Initially viewers are greeted by the pounding rhythm of a machine press, including a montage of machines in close-up, while also subjected to a curious opening monologue asking for support, where the audience never sees who the comments are directed to, another worker or a machine (the director?).  This schism between man and machine has been the subject of much conjecture since the advent of the industrial age, where the interplay has not always been compatible.  As we hear the workers talk to one another, we discover one machine operates at a level of speed that most find dangerous, but that’s what attracts one particular worker to that machine, preferring it to all others, where he is able to utilize his own dexterity to achieve maximum results.  Another grows disillusioned with the job, losing interest altogether, where he’s sitting around in a state of depression when he’s approached by a person that could easily be a ghost of the worker’s past, where another worker claims they’re ready to take his place, asking if he’s ready to relinquish his job.  This visual sequence may simply be a passing thought in the course of the working day.  While workers are routinely seen at their work stations, the presence of the camera in such close proximity would seem to be a distraction and highly intrusive, perhaps dangerously so, due to the precise nature of this kind of skilled work where machines are manipulated into exact positions, where the degree for error is minimal.  Certainly one thought about what we see is that we never see the final result of their labor, but only the one piece of the puzzle that each worker is assigned to perform, creating a feeling of incompleteness, as while they are part of the whole, they never seem to be connected to the finished product. 
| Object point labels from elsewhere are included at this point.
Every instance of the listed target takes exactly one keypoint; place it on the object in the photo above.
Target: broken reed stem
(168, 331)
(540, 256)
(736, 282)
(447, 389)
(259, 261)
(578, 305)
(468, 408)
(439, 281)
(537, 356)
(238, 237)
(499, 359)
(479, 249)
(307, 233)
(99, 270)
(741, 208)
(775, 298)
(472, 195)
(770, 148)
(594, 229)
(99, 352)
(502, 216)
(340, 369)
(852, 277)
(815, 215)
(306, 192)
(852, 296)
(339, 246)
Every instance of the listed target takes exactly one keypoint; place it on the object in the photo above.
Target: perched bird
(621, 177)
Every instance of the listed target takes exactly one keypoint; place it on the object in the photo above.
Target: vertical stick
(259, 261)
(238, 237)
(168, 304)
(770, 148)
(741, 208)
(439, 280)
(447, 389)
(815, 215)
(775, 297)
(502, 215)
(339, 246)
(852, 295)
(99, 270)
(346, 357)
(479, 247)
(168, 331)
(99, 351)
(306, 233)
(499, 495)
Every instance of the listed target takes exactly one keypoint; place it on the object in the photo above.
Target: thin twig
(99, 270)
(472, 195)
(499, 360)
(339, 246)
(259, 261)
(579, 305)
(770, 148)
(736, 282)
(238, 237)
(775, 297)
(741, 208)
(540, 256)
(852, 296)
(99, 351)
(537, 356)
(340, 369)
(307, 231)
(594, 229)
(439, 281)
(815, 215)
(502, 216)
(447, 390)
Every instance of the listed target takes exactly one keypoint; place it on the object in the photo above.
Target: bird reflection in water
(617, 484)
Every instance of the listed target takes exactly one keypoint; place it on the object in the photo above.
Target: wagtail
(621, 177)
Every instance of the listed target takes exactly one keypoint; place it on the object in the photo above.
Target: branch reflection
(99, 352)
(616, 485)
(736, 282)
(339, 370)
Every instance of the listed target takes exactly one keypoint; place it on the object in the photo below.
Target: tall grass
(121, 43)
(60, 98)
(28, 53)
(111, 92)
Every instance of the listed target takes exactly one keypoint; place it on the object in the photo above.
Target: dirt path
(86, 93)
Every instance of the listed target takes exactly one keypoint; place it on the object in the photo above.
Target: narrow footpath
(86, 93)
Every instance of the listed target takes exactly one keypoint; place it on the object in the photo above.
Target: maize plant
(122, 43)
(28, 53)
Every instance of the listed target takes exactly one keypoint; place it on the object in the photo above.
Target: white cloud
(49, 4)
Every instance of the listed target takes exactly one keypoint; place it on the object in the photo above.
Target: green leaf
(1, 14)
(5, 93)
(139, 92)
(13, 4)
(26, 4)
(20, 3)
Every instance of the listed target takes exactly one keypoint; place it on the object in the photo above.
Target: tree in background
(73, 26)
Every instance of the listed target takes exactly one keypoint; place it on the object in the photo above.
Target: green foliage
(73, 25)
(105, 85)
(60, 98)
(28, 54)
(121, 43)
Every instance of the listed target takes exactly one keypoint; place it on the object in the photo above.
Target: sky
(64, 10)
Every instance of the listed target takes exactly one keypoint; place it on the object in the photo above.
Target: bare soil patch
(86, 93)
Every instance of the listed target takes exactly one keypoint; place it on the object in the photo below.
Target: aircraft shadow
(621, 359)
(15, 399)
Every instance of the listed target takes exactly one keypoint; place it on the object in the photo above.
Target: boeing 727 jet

For the filmmaker, he entered into this project without any written script, becoming an improvisational journey that reveals itself over time, an experimental alternative where we are taken on an observational tour of various factory settings—metal working, carpentry, industrial laundry, a garment shop, mattress factory, and coffee roasting.  Alternating between people and machines as well as the raw materials that surround them, many toil in a kind of solitary silence, while others remain talkative and gregarious throughout with other staff.  Côté catches many of them during their idle rest periods having a quick smoke, but also having extended conversations about their jobs, providing shop talk, including an amusing parable about a crooked employer, or comments about work fulfillment, where one changed workplaces as she was barely noticed at her previous job and felt invisible, but remains just as invisible here as well, offering views of alienation and a sense of demoralization, as they spend half their lives in this claustrophobic environment, while others find a kind of mystical satisfaction in the constant repetitiveness of their actions, as if it offers the opportunity to cleanse the mind.  This kind of emptyheaded blankness balances with the focused concentration needed for the more intricate nature of some of the work performed, supplemented by an intriguing sound design by Frédéric Cloutier and Clovis Gouaillier.  By introducing fictional characters, some seen offering prayers to their machines, Côté accentuates the kinds of thoughts that might come into play, while also introducing other significant images, where a partially constructed wooden piano is seen at one point, which later introduces the titular Bach chorale Myra Hess plays Bach/Hess "Jesu, Joy of Man's Desiring" YouTube (3:41) heard somewhere off in the distance to the worker’s contemplative thoughts, where this musical reverie is perhaps the idealized sound of their completed work, a kind of sacred musical construction of perfection.  What is perhaps missing is the feeling of any joy in the work, amusingly remedied in the final shot.  Despite the multiple layers in play, the narrow scope never becomes particularly revelatory, where it doesn’t impress as much as some of the other work by this director.